Notebook

Binomial is a specific type of a discrete probability distribution.¶

Let's see an example question first, and then learn about the binomial distribution.

Example 1: Two players are playing basketball, player A and player B. Player A takes an average of 11 shots per game, and has an average success rate of 72%. Player B takes an average of 15 shots per game, but has an average success rate of 48%.

Question 1: What's the probability that Player A makes 6 shots in an average game?

Question 2: What's the probability that Player B makes 6 shots in an average game?

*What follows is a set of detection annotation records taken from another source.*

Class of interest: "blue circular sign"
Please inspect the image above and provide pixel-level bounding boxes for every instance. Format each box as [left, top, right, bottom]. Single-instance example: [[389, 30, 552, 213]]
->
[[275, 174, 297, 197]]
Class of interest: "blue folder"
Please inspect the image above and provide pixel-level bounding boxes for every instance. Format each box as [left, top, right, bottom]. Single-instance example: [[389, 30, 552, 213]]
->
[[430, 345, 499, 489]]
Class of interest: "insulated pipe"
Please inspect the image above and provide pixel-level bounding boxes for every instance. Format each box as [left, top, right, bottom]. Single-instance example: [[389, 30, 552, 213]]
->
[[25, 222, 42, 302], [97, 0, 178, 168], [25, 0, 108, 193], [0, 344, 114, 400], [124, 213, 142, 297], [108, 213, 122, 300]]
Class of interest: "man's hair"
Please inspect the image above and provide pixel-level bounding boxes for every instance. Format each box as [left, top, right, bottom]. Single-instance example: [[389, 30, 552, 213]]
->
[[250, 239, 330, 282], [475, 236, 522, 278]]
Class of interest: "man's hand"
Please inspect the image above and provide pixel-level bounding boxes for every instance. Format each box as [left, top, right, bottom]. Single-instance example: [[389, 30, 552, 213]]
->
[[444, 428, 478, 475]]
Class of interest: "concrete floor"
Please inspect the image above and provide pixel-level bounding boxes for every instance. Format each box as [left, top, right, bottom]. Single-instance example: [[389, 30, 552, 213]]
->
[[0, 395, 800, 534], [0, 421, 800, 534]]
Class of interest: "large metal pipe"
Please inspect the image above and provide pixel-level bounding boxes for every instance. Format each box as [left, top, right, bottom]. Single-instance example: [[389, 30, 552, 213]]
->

We can classify this as a binomial experiment if the following conditions are met:

1.) The process consists of a sequence of n trials.
2.) Only two exclusive outcomes are possible for each trial (A success and a failure)
3.) If the probability of a success is 'p' then the probability of failure is q=1-p
4.) The trials are independent.

The formula for a Binomial Distribution Probability Mass Function turns out to be:

$$Pr(X=k)=C(n,k)p^k (1-p)^{n-k}$$

Where n= number of trials,k=number of successes,p=probability of success,1-p=probability of failure (often written as q=1-p).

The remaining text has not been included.